Netter filed suit, asserting that the accident caused her to suffer various soft-tissue injuries and induced her premature delivery, leaving her suffering a serious impairment of body function. Bowman moved for summary disposition, arguing that Netter exhibited no objective sign of injury. The trial court granted the motion on the grounds that the premature birth itself engendered no actionable claim on Netter's part and that Netter otherwise failed to show that she had suffered an objectively manifested injury.

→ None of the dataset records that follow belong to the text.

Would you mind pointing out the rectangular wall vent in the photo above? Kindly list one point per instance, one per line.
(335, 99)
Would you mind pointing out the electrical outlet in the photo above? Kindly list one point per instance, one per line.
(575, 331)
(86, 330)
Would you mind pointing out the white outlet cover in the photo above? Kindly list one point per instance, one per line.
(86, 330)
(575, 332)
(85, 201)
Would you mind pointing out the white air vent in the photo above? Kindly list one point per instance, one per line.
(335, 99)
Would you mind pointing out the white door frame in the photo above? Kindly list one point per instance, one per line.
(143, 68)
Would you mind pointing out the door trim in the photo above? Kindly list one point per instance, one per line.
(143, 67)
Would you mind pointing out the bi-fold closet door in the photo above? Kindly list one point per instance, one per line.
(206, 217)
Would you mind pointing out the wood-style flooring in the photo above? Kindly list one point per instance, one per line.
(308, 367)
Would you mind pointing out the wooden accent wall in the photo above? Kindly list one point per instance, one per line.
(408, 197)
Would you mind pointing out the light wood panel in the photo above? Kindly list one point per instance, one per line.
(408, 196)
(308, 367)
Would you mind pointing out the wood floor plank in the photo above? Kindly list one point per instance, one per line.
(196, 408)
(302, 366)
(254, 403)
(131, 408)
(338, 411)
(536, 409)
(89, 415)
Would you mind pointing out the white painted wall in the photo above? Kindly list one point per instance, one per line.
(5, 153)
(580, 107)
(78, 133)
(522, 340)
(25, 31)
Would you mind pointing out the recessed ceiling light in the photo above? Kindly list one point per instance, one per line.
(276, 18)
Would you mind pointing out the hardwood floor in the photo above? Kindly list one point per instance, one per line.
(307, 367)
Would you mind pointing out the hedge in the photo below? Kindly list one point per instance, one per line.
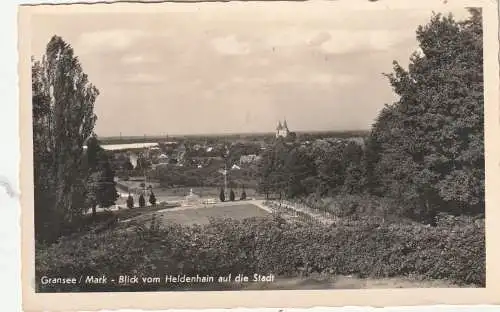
(271, 245)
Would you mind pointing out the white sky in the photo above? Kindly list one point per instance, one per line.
(218, 68)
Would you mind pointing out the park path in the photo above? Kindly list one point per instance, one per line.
(324, 218)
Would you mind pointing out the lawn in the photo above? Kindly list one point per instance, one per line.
(202, 215)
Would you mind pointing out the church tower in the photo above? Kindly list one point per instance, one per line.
(282, 129)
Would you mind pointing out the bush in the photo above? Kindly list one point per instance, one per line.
(152, 199)
(130, 202)
(270, 245)
(222, 197)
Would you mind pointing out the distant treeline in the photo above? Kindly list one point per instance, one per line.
(229, 137)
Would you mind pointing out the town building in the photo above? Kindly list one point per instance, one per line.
(282, 129)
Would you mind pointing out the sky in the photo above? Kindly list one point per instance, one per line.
(217, 68)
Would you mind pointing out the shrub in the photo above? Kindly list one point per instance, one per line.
(222, 197)
(130, 202)
(152, 199)
(271, 245)
(142, 201)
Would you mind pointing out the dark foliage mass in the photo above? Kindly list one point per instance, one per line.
(426, 150)
(67, 179)
(274, 246)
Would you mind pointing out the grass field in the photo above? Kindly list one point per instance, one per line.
(191, 216)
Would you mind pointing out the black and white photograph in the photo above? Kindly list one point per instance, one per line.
(256, 147)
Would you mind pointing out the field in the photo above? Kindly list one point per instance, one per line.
(190, 216)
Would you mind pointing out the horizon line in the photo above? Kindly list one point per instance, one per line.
(225, 134)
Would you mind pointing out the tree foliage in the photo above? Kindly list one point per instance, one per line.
(429, 145)
(63, 119)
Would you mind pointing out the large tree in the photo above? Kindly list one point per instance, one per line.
(430, 143)
(63, 119)
(101, 183)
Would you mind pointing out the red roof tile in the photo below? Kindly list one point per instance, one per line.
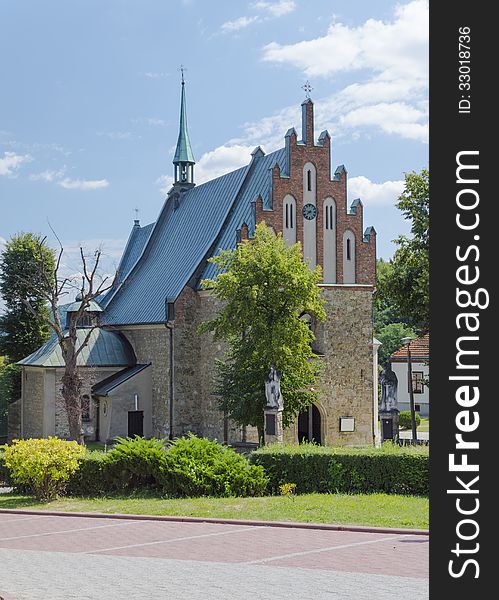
(420, 347)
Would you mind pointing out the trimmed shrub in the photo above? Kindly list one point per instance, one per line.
(5, 476)
(322, 469)
(92, 478)
(44, 465)
(405, 419)
(200, 467)
(135, 463)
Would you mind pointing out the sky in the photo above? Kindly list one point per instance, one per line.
(91, 92)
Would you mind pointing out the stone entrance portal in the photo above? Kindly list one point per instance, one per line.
(309, 425)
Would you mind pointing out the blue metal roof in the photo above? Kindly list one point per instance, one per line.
(258, 183)
(104, 349)
(135, 245)
(110, 383)
(93, 306)
(180, 239)
(188, 231)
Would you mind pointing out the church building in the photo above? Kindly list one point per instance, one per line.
(146, 369)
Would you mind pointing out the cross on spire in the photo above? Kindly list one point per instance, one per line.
(182, 70)
(307, 87)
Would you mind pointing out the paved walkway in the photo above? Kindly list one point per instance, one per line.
(78, 558)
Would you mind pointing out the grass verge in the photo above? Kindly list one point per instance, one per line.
(377, 510)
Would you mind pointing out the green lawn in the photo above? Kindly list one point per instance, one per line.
(425, 424)
(381, 510)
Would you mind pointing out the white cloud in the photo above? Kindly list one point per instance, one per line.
(222, 160)
(393, 58)
(238, 24)
(393, 48)
(152, 121)
(48, 175)
(275, 9)
(213, 164)
(11, 162)
(83, 184)
(164, 183)
(155, 75)
(116, 135)
(397, 117)
(374, 194)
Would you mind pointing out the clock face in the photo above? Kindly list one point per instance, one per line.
(309, 211)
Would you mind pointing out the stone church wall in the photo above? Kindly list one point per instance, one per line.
(151, 343)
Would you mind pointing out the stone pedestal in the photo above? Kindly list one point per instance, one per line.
(389, 424)
(273, 430)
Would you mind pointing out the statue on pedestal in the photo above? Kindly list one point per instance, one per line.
(273, 390)
(273, 428)
(389, 383)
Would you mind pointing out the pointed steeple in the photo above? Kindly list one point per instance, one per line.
(184, 158)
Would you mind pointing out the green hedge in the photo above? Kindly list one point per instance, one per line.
(405, 419)
(390, 469)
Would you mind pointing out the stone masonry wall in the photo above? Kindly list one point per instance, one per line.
(152, 345)
(33, 388)
(345, 388)
(346, 384)
(196, 404)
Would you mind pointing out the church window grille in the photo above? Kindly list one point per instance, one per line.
(85, 408)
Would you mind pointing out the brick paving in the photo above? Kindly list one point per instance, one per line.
(75, 558)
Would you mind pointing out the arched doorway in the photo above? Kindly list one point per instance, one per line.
(309, 425)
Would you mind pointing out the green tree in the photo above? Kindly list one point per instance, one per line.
(390, 336)
(24, 263)
(265, 287)
(406, 285)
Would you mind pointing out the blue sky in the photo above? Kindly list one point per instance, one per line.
(90, 101)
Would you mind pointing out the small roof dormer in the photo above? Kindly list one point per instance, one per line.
(90, 315)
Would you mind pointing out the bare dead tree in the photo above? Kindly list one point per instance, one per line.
(56, 287)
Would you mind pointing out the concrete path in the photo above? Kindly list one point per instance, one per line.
(77, 558)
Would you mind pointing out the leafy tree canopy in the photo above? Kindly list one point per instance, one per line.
(26, 266)
(265, 287)
(403, 284)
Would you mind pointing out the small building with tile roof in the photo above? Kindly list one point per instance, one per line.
(151, 314)
(420, 364)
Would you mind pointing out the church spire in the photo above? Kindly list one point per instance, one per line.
(184, 158)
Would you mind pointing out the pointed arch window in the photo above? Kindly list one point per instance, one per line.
(289, 219)
(349, 274)
(329, 241)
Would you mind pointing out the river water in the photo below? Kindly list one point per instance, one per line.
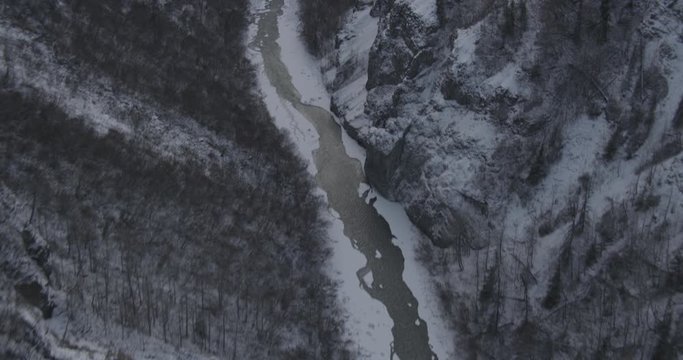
(340, 176)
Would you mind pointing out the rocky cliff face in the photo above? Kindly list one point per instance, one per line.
(543, 135)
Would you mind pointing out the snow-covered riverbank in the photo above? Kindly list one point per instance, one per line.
(367, 321)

More specifically, with respect to the objective manifestation of injury, the trial court opined that there is a distinction between an injury that is medically measurable and an injury that is merely medically identifiable by a physician and has a physical basis. The trial court explained that Williams v. Payne established the test for objective manifestation as whether the injury was medically measurable.3 However, that test was eradicated, the trial court explained, by DiFranco v. Pickard, which held that all that was required was that the injury be medically identifiable and have a physical basis.4 The trial court opined that this change was "devised to negate the requirement of Objective Manifestation as ordinary people know it." But the trial court further explained that following DiFranco the Legislature amended the no-fault act5 to explicitly confirm the objective manifestation requirement. That is, according to the trial court, the addition of the objective manifestation language into the statute was the Legislature's attempt to write the Williams interpretation — medically measurable — back into the legal framework. Thus, the trial court opined that the DiFranco holding was the wrong construction to apply to determine objective manifestation.

The trial court further related that, following the amendment of the no-fault act, the committee on standard civil jury instructions essentially ignored this legislative enactment and chose instead to continue to use the DiFranco definition for SJI2d 36.11. The trial court then went on to explain that the committee on model jury instructions (of which he was the chairperson) later voted to amend SJI2d 36.11 to remove the DiFranco language. The trial court acknowledged, however, that the change was never made. The trial court then explained that the change failed to go through in light of this Court's release of Jackson v. Nelson, which expressly approved the SJI2d 36.11 language employing the DiFranco "medically identifiable" standard.6 But, the trial court opined, a reading of the Jackson opinion evidenced that this Court actually intended to employ the traditional sense of objective manifestation — that is, the Williams medically measurable interpretation. According to the trial court, the Jackson Court "did not appreciate that this language, in 36.11, had been written to remove, to mitigate, to deflate the requirement of Objective Manifestation."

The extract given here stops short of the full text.